A gerente do Instituto Serendipidade, Débora Goldzveig, também fundadora do Projeto Irmãos, fala sobre a importância de envolver cada vez mais esses familiares: “A preocupação com o futuro é latente entre os irmãos de pessoas com deficiência. O Projeto Irmãos acolhe esse público, com uma escuta ativa e sem julgamentos, incentivando o estreitamento das redes de apoio para dar suporte à geração mais nova que acaba virando naturalmente, os cuidadores. Isso acontece também com primos e até amigos próximos. Por isso é importante que haja o convívio inclusivo desde a infância, suavizando essa passagem de responsabilidades”.

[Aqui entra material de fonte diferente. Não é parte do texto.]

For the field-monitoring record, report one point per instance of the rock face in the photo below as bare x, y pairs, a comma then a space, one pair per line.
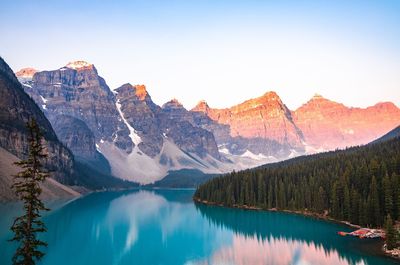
266, 126
77, 91
143, 141
262, 125
16, 108
75, 134
152, 123
329, 125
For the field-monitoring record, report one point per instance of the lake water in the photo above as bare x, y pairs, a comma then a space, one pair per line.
166, 227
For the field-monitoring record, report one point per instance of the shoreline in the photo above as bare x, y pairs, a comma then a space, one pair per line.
394, 253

O Programa de Envelhecimento do instituto lança um olhar holístico sobre a saúde dos pacientes, promovendo bons hábitos de alimentação, incentivando atividades físicas, e fazendo o monitoramento preventivo de doenças crônicas em decorrência do envelhecimento precoce. Os protocolos ainda incluem qualificação e capacitação profissional, bem como emprego apoiado.
A orientação médica e multidisciplinar também envolve os familiares. Os aprendizes participam de oficinas manuais que estimulam o desenvolvimento cognitivo, movimentos físicos e habilidades sociais.
“Na APOIE eles estão como aprendizes em um processo de inclusão com olhar na profissionalização deles – algo que, de alguma forma, não conseguimos encontrar na sociedade. E também estamos atentos a mudanças que vão acontecer na saúde deles nesse processo de envelhecimento, como os familiares têm que estar preparados para isso. É muito importante fazer esse link entre a família e a pessoa que está aqui no dia a dia trabalhando”, diz Altona.
O acompanhamento frequente com o médico geriatra visa apoiar essas pessoas na transição da adolescência para a idade adulta e, depois, na transição do adulto para o idoso. “Não é preciso ser um expert, basta estudar um pouco a síndrome de Down e estar disposto a garantir bem-estar às pessoas com a condição e suas famílias”, sugere o especialista.